Малявкин вскинул руку к лицу:
— Она?.. Ната?.. Она вам рассказала? Нет, я сам. Сам. Скажу все…
— Нет уж, хватит, — жестко перебил Горюнов. — Мы вас достаточно слушали. Теперь говорить буду я, а ваше дело слушать и отвечать на вопросы. Я вас предупреждал. Потрудитесь сообщить — только правду, — как, каким путем, с какой целью вы приехали в Москву?
— Я же вам говорил, — с тоской произнес Малявкин. — Я получил отпуск. Вот и приехал. В мае…
— В мае? А сейчас июль! На какой же срок вам предоставили отпуск?
— Отпуск я получил на три месяца.
— Вот ваши документы. — Горюнов подошел к своему столу и приподнял лежавшую с края пачку документов. — Не Задворного, а Малявкина. Так, кажется, ваша подлинная фамилия? Ваше заявление, будто вам был предоставлен отпуск, ничем не подтверждается. Судя по документам, вы ехали не в отпуск, а в командировку. Какую командировку? С какой целью?

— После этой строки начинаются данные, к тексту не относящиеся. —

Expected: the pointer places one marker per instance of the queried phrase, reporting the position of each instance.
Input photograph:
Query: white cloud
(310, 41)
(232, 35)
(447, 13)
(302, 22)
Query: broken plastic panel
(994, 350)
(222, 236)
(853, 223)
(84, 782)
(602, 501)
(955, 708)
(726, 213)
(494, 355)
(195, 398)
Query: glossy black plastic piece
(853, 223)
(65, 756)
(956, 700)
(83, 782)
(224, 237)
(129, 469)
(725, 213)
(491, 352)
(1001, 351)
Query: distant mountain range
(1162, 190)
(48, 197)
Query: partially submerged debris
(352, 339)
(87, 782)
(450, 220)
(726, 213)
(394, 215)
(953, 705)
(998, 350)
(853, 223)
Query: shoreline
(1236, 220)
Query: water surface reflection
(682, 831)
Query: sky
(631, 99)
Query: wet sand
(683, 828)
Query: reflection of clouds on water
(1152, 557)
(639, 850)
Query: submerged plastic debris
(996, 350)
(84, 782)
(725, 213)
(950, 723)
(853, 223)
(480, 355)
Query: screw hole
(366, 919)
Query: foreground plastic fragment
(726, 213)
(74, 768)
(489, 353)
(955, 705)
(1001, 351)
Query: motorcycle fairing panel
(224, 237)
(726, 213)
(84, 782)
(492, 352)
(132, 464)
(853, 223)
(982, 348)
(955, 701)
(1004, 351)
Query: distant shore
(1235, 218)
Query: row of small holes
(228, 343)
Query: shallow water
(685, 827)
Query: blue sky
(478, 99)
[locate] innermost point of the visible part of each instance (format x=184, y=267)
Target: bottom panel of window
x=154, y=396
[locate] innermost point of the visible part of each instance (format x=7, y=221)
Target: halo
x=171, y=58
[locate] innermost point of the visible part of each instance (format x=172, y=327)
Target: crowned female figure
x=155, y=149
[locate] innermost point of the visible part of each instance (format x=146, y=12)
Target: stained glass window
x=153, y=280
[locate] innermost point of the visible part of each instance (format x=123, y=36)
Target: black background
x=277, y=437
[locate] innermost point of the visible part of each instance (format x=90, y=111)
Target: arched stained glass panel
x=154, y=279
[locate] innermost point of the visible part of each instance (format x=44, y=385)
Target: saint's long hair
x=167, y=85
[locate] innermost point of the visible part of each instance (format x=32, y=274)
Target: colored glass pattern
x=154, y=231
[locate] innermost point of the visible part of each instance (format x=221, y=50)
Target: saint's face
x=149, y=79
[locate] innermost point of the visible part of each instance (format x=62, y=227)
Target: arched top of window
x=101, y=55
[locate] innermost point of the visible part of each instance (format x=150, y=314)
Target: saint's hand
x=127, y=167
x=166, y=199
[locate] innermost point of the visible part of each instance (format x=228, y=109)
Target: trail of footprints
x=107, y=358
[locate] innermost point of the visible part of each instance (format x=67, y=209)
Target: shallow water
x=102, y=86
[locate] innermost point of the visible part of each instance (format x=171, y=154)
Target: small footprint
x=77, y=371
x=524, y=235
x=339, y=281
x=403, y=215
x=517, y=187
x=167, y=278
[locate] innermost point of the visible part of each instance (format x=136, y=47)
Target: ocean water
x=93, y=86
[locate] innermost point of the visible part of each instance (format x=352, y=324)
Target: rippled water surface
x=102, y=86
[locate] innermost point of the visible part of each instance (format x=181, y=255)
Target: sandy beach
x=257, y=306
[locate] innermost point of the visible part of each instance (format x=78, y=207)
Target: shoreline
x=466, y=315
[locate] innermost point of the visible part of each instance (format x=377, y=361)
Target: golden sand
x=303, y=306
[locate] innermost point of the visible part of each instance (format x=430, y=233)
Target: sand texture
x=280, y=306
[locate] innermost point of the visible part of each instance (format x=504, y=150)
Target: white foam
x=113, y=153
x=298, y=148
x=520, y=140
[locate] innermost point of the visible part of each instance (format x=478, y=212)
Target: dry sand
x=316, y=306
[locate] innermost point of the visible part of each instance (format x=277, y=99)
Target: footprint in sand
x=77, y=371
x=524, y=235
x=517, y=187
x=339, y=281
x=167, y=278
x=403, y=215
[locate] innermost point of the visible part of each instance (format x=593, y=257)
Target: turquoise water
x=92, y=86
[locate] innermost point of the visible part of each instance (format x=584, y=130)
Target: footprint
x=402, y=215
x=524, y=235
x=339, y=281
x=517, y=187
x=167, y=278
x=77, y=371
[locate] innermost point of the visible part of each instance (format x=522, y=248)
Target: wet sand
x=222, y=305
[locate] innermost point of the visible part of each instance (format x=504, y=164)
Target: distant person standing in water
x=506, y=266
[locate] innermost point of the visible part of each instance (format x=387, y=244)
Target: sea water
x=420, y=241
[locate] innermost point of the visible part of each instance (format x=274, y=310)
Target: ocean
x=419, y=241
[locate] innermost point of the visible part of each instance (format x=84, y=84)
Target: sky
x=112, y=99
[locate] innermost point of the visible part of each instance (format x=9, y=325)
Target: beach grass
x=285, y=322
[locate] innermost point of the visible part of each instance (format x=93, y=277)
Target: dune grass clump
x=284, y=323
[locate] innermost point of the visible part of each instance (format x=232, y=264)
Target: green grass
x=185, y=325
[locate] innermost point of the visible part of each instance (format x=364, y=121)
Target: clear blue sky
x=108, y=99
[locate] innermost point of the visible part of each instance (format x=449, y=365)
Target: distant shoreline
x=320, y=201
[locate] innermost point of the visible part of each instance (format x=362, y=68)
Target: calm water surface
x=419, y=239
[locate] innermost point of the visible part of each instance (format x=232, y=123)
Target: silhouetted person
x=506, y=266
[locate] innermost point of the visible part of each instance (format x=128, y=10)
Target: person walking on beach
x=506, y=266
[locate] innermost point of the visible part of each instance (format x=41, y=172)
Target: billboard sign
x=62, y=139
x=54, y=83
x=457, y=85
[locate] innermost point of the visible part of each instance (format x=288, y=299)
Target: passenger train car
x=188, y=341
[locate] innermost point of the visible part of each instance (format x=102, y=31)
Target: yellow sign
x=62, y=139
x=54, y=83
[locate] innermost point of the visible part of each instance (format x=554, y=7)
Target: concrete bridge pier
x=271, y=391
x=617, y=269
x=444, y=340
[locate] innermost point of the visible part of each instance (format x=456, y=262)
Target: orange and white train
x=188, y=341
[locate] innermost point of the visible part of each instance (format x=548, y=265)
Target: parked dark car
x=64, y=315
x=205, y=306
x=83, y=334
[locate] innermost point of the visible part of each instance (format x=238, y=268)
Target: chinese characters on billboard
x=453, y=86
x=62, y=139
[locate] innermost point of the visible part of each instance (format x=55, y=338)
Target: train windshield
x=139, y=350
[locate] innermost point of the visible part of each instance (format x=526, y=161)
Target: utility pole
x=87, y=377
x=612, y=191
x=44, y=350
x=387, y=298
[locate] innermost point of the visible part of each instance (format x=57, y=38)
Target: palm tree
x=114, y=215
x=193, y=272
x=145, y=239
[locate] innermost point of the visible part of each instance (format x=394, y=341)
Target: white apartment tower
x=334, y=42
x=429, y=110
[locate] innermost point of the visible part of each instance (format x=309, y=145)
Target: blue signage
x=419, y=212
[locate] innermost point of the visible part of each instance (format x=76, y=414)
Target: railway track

Малявкин перевел дыхание и машинально провел рукой по лбу, отирая выступивший пот.
— Ах, это? — сказал он. — Так тут же все проще простого. У нас в части посчитали неудобным оформлять поездку как отпуск, вот командование и приказало выписать мне командировочное предписание.
— Командование? — вмешался Скворецкий. — Какое командование?
— К-как к-как-кое? — опять начал заикаться Малявкин. — Я в-вас не п-понимаю…
— Отлично понимаете, — зло сказал Скворецкий и кивнул Горюнову: ладно, продолжай. Посмотрим, что будет дальше.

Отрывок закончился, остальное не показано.